Updated December 1998
by C. Travaglia and H. Macintosh
36 pp, 13 figures, 7 tables
RSC Series No. 69, FAO, Rome 1996
Wetlands are a dynamic environment being affected both seasonally and annually by variable climatic conditions. Their surface area, often encompassing tens of thousands of square kilometres, is consequently subject to large variations. Monitoring wetland surface area fluctuations by traditional means is often difficult, time consuming and economically prohibitive.

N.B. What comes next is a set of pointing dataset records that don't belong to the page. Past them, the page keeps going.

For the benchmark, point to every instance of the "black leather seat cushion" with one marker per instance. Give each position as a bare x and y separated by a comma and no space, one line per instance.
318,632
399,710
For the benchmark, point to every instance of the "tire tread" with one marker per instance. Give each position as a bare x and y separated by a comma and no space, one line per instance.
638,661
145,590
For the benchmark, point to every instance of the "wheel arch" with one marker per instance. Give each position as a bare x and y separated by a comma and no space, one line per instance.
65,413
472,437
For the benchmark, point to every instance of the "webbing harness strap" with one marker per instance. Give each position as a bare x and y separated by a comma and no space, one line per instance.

Satellite remote sensing can provide baseline data at frequent intervals. The thermal inertia approach through NOAA AVHRR LAC data provides, at a low cost, a quite accurate assessment of the inundated areas, often covered with floating or water-rooted vegetation, but is limited by weather conditions, being applicable only to cloudless situations; ERS-SAR data provide very accurate information on all features of the wetland system, without weather restrictions. The two formats can work well together, providing different but complementary information.
NOAA AVHRR data should be used whenever clear sky conditions occur, mainly during the dry season. ERS-SAR data should be considered, as an alternative, when cloudy sky conditions are prevailing during the wet season, to provide essential data on wetland's expansion; moreover, they should be selected over limited areas crucial for assessing swamp fluctuations, for obvious economical reasons.